This was Mr Cox. The retort was hardly courteous.

'You be hanged!'

Mr Burton reached the front door as the knocking was recommencing. From where they were they could not see what he did, but they could hear. They heard him open; a feminine voice inquire, in tones of indignation,--

'What's the meaning of this? Why am I kept waiting?'

Then the front door slammed, the drawing-room door was thrown violently open, and two young ladies came through it, one after the other, with such extremely indecorous rapidity as to suggest that they could scarcely be entirely responsible for their own proceedings, as, indeed, they were not. Mr Horace Burton had propelled them forward with his own right arm before they themselves had the least idea what was about to happen. And, following right upon their heels, he closed the drawing-room door, turned the key and stood with his back against it, surveying them with his habitual, benignant smile.

It was what they call upon the stage a tableau, The smiling gentleman, the two bewildered ladies, the two other almost equally bewildered men, for it was an open question which were the more surprised by the singularity of Mr Burton's behaviour--Miss Bewicke and Miss Broad or Mr Thomas Cox and the Flyman.

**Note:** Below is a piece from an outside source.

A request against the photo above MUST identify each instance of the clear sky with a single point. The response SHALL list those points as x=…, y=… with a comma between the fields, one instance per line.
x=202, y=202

The peculiar nature of her reception seemed to have driven Miss Broad's wits completely from her. She gazed around like a woman startled out of sleep, who has no notion of what has roused her. Miss Bewicke had apparently retained some fragments of hers. She looked at Mr Burton, then at Mr Cox and the Flyman, then back at the gentleman who stood before the door. She eyed him up and down with a mixture, as it seemed, of amusement, anger and contempt. Could a voice have stung, hers would have stung him then. But this gentleman was pachydermatous.